Liquid Biopsy. I’m not sure if what Exact Sciences has in liquid biopsy is any good or not. If it’s good, it’s very valuable. If not, I hope the company realizes as much and shuts things down. Liquid biopsy is probably the hottest area in cancer diagnostics right now. It involves screening and diagnosing cancer from a blood sample, which turns hard to access and early cancers into tractable problems. Guardant Health is probably the leading publicly-traded company pursuing liquid biopsy, and it has a near-$7bn market cap (on 2020 revenue guidance of $280mm at the mid-point).

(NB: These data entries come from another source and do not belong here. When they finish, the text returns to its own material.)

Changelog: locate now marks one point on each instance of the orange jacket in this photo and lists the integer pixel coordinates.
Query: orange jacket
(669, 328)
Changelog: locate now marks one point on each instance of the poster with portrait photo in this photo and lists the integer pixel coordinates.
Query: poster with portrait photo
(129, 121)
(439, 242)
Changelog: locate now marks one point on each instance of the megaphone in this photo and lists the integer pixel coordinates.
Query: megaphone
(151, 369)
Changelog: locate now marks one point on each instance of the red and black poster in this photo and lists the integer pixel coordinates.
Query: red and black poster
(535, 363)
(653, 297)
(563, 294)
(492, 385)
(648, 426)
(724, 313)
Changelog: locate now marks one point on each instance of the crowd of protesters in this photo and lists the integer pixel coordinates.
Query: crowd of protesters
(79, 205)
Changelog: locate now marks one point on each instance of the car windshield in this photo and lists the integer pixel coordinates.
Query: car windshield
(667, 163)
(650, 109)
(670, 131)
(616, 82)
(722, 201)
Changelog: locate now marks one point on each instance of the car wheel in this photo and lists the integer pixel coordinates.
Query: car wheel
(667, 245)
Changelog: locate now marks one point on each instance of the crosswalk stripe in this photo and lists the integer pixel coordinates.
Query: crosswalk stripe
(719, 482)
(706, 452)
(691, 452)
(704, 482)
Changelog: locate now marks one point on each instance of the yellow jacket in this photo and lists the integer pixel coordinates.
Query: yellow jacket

In rough numbers, EXAS bought Genomic Health for $1.1bn in cash and 17mm shares. The company is now approaching 150mm shares outstanding, and the stock price is ~$60/sh. Based on the timing of the close and EXAS’s cash balance, it looks like the cash has transferred — ergo, the year-end balance sheet ($320mm cash/MS, $830mm debt) should represent the current state–of–affairs. On these numbers, Exact’s EV is roughly $9.5bn, against previously issued revenue guidance of $1.6bn for 2020 (~6x). Exact’s management recently withdrew 2020 guidance on COVID-19 disruption, so it’s unclear what the near-term run rate is going to look like. I think it’s safe to say, though, it’s going to look quite bad. Colorectal cancer screening is clearly not top-of-mind right now, and it probably won’t be for a quarter or two after COVID-19 fears subside. For this reason, I think it probably makes sense to be patient with EXAS. That said, when the dust settles, I think this is a very intriguing opportunity.